Cross-Product Creative Challenge #11: PSA Posters from an Alternate Timeline
Welcome to a new Cross-Product Creative Challenge! Thanks to everyone who participated in the temporal mash-up. This time, we're messing with history again, this time with a civic or propaganda poster from an impossible timeline.
The Challenge:
Design a civic poster—propaganda, safety warnings, or recruitment ads—for a world that runs by different rules. Maybe it's a world where air is a subscription service, or where silence is the local currency. Maybe it's
- “Join the Venus Terraforming Corps – 1939”
- “Steam Rail to the Moon – Great Western Aether Lines”

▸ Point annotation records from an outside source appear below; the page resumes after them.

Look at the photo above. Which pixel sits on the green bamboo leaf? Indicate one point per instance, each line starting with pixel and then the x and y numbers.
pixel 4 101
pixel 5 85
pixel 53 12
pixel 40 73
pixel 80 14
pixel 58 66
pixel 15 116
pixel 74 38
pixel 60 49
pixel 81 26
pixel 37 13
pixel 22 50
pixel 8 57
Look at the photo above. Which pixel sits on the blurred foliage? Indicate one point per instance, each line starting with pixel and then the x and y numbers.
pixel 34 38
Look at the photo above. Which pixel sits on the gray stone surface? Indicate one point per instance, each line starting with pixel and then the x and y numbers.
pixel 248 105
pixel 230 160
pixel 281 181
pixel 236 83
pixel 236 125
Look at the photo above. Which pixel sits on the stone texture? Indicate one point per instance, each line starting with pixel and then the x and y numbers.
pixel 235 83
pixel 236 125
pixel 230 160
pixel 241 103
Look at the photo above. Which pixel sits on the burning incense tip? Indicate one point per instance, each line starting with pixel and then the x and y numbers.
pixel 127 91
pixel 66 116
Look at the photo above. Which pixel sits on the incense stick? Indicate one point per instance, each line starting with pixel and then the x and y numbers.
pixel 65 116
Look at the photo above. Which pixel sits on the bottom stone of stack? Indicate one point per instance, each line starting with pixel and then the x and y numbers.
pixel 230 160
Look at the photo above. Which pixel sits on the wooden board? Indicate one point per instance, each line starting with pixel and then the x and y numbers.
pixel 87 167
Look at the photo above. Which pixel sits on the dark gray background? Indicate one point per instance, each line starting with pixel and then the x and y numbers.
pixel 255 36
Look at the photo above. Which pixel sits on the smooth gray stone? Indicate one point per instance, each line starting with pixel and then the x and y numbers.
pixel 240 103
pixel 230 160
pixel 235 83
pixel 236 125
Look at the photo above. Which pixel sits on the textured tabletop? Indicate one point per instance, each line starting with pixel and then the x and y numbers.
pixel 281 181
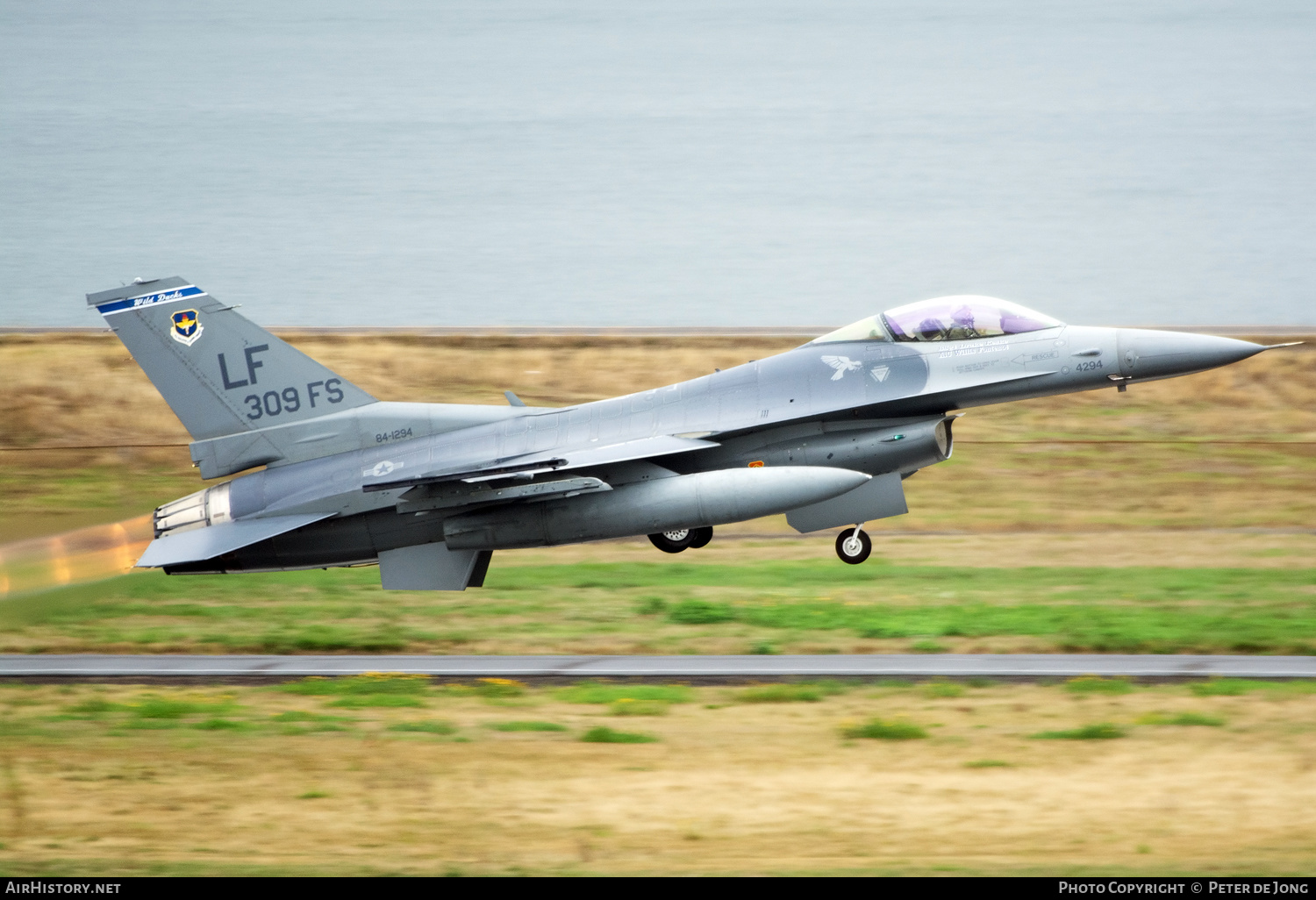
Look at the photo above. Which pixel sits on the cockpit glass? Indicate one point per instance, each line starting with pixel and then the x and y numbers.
pixel 963 318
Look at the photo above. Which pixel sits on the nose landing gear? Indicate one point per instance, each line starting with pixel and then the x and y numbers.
pixel 682 539
pixel 853 545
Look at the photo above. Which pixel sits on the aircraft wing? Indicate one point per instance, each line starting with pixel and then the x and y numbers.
pixel 218 539
pixel 554 461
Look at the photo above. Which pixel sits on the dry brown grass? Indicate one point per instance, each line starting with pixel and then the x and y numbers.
pixel 736 789
pixel 84 389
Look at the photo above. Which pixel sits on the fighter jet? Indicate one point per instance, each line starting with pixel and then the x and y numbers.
pixel 824 433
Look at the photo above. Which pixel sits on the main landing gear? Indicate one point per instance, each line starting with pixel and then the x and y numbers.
pixel 682 539
pixel 853 545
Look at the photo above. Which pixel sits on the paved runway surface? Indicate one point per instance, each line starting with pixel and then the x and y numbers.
pixel 658 668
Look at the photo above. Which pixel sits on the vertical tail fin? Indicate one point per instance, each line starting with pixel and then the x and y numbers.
pixel 220 373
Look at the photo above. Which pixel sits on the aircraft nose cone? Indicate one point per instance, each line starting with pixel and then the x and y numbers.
pixel 1155 354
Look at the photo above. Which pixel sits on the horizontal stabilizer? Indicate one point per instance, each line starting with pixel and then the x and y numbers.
pixel 218 539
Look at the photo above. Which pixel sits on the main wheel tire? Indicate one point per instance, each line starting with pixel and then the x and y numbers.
pixel 699 537
pixel 853 546
pixel 673 541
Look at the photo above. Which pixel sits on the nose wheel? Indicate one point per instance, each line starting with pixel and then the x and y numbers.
pixel 853 545
pixel 682 539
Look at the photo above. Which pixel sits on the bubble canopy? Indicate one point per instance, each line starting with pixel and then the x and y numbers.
pixel 945 318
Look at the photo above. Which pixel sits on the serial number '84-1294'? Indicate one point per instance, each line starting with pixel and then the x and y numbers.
pixel 289 400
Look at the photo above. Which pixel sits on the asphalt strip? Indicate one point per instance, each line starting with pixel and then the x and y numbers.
pixel 686 668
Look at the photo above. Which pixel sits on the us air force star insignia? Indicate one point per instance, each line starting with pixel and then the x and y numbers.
pixel 379 470
pixel 187 326
pixel 841 365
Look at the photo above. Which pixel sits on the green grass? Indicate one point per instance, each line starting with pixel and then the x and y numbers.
pixel 608 694
pixel 1094 684
pixel 360 684
pixel 1098 732
pixel 883 731
pixel 700 612
pixel 168 708
pixel 628 707
pixel 1227 687
pixel 604 734
pixel 776 605
pixel 936 689
pixel 376 700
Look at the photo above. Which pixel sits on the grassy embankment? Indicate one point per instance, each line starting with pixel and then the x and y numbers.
pixel 1071 508
pixel 665 607
pixel 394 775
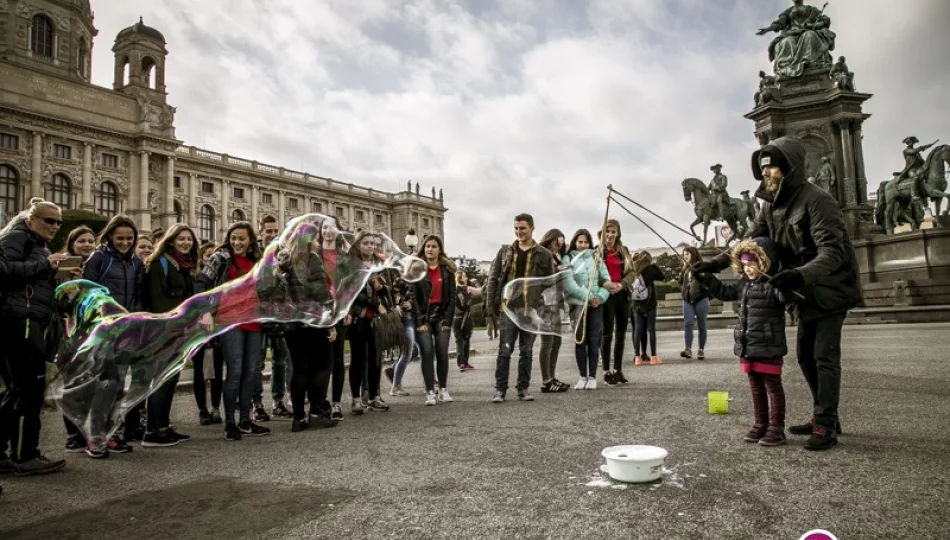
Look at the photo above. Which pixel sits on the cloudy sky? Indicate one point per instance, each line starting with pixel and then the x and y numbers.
pixel 520 105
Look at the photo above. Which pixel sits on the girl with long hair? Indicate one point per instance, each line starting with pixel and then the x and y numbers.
pixel 170 276
pixel 553 241
pixel 433 298
pixel 366 306
pixel 242 345
pixel 619 265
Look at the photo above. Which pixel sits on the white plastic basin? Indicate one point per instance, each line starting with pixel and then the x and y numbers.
pixel 634 463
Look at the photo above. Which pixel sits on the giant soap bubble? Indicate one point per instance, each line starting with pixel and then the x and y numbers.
pixel 110 360
pixel 539 305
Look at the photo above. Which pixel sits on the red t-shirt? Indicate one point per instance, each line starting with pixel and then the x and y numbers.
pixel 614 266
pixel 435 276
pixel 241 266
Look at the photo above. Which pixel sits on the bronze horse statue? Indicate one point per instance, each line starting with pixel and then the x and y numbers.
pixel 737 214
pixel 904 200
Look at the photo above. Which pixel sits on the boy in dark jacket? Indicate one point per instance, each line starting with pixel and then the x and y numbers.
pixel 759 334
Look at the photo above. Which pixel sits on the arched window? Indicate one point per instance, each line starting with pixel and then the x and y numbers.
pixel 107 199
pixel 206 224
pixel 9 191
pixel 41 37
pixel 60 191
pixel 148 72
pixel 179 214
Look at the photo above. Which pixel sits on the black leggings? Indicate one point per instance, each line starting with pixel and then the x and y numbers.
pixel 364 358
pixel 201 393
pixel 310 353
pixel 644 325
pixel 616 311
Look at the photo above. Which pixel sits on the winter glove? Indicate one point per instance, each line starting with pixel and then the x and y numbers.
pixel 788 281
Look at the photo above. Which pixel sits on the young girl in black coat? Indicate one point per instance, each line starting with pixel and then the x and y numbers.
pixel 759 334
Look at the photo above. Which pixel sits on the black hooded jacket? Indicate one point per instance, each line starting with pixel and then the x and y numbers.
pixel 807 227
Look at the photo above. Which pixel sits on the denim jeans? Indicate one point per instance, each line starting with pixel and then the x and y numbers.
pixel 399 369
pixel 587 353
pixel 508 333
pixel 242 352
pixel 434 347
pixel 282 369
pixel 698 312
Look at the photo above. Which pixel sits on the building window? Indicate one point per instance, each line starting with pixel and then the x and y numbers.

- “Vote for the AI Party – 1968”
Go crazy. Start in Firefly or Boards or Express or Photoshop, but use at least two different tools to get to your final product.
Guidelines:
- A prompt is not enough. Layer your assets and refine your composition. Treat Firefly as a collaborator, not a shortcut. Use prompts to generate characters. Try out partner models.
- Think like a director. What’s the story here? Who are the characters? What's happening in the scene?
- It’s a Cross-Product Challenge! Don't do it all in Firefly. Use Photoshop, Illustrator, Substance, Adobe Express, Fresco—whatever tools will help you build the scene.
- Share your process. Tell us how you created it. What tools did you use? How did you refine your idea? What choices did you make?
My example is a PSA from the U.S. government Department of Gravity.

The base is a typical 1950s American family scene generated with Nano Banana. The tie-downs and safety harnesses are Generative Fill using Firefly 3, adjusted and composited in Photoshop. The departmental logo was generated in Adobe Illustrator using the Gemini partner model. Because this is a thinly veiled threat, I generated a hapless golfer who didn't pay his license fee. Text added in Photoshop.